|Ger de Bruyn
| The giant spiral galaxy M101 had produced 3 supernovae in the last 100 years: SN1909, SN1951H and SN1970g. But the fourth one that exploded on the 23d of August 2011, designated SN2011fe, will probably become its most famous one. It exploded in the same part of the galaxy as SN1970g as was shown in a previous AJPOD (2 Sep 2011).
SN2011fe, or PTF11kly as it was called upon discovery, will probably become one of the best studied SNe. It is a Type Ia, famous because of their use in cosmology, and at maximum, which we just passed, it reached a blue magnitude of 10 !!
Lots of optical photons ! Unfortunately M101 is slowly disappearing into the evening twilight.
I got involved in a search for radio emission from the SN using the WSRT. At 21cm the WSRT is still one of the most sensitive telescopes in the world. On 31 August 2011, 8 days after the explosion, we observed M101. Processing was done with NEWSTAR within 24 hours and the resulting synthesis image is shown here. The location of the SN is indicated by the cross in the insert. The richly structured radio continuum emission from the disk of M101 has not been imaged in so much detail before. Fortunately the SN occurred in an area where the disk emission is faint so the confusion was minimal. The noise level in the image is about 16 microJy.

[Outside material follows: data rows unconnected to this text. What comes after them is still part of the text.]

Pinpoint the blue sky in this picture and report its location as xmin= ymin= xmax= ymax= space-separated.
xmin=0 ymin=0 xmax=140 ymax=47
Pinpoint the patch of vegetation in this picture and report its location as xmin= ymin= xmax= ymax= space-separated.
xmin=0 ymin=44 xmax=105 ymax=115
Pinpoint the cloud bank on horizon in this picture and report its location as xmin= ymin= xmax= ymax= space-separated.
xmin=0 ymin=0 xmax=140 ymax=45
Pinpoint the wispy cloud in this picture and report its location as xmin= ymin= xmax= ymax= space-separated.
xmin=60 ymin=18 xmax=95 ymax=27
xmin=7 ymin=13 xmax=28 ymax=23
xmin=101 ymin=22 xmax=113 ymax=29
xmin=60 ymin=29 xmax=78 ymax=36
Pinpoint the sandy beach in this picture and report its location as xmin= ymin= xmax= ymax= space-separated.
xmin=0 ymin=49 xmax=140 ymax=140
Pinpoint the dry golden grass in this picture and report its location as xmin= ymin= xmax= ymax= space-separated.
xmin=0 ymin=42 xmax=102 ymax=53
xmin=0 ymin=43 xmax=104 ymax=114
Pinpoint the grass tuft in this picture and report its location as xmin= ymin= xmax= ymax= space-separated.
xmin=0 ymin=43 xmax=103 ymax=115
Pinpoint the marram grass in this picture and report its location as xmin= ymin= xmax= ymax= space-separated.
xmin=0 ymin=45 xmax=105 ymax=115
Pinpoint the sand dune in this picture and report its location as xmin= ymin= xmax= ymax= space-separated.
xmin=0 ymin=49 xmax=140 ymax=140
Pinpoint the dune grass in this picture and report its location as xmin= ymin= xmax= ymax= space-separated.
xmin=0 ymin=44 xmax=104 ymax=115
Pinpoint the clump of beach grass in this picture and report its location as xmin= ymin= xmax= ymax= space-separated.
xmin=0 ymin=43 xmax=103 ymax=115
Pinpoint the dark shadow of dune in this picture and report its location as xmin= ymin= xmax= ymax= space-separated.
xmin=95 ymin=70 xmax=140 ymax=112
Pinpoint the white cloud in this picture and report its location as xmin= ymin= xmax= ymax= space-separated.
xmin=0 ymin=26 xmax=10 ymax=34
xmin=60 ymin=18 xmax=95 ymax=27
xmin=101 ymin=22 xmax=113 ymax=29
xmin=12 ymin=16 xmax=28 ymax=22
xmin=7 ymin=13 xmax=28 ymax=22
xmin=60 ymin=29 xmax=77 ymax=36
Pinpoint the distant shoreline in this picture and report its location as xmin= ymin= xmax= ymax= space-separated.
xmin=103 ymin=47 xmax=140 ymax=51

Regrettably, we did not detect any emission.This was, however, not unexpected because no type Ia SN has ever been detected in the radio. The upper limit proved nevertheless very interesting; upper limits at higher frequencies were also set by Carma and the VLA taken in the first few days after the explosion.
The successful Chevalier (1982) model for the radio emission from radio supernova (that is those of Type Ib/c and Type II, resulting from the explosion of massive stars) relates the radio flux density to the mass shed in the late phases of the progenitors life. The absence of radio emission from SN2011fe suggests that the progenitor, most likely a binary containing at least one white dwarf (WD), had not been loosing significant amounts of matter (< 10^-8 Msun/year) in the last 100-1000 years. A similar mass loss limit can be obtained from the lack of X-ray emission. An interesting aspect of this study is the fact that the putative relativistic electrons produced behind the shockwave would quickly, that is within hours to days after their acceleration, loose their energy to Inverse Compton X-ray emission and not to radio emission. In order to properly interpret the lack of radio emission therefore requires continuous particle acceleration.
This work was submitted to the Astrophysical Journal on 13 Sep 2011 (Horesh et al., arXiv: 1109.2912.v1) just 2.5 weeks after the SN announcement.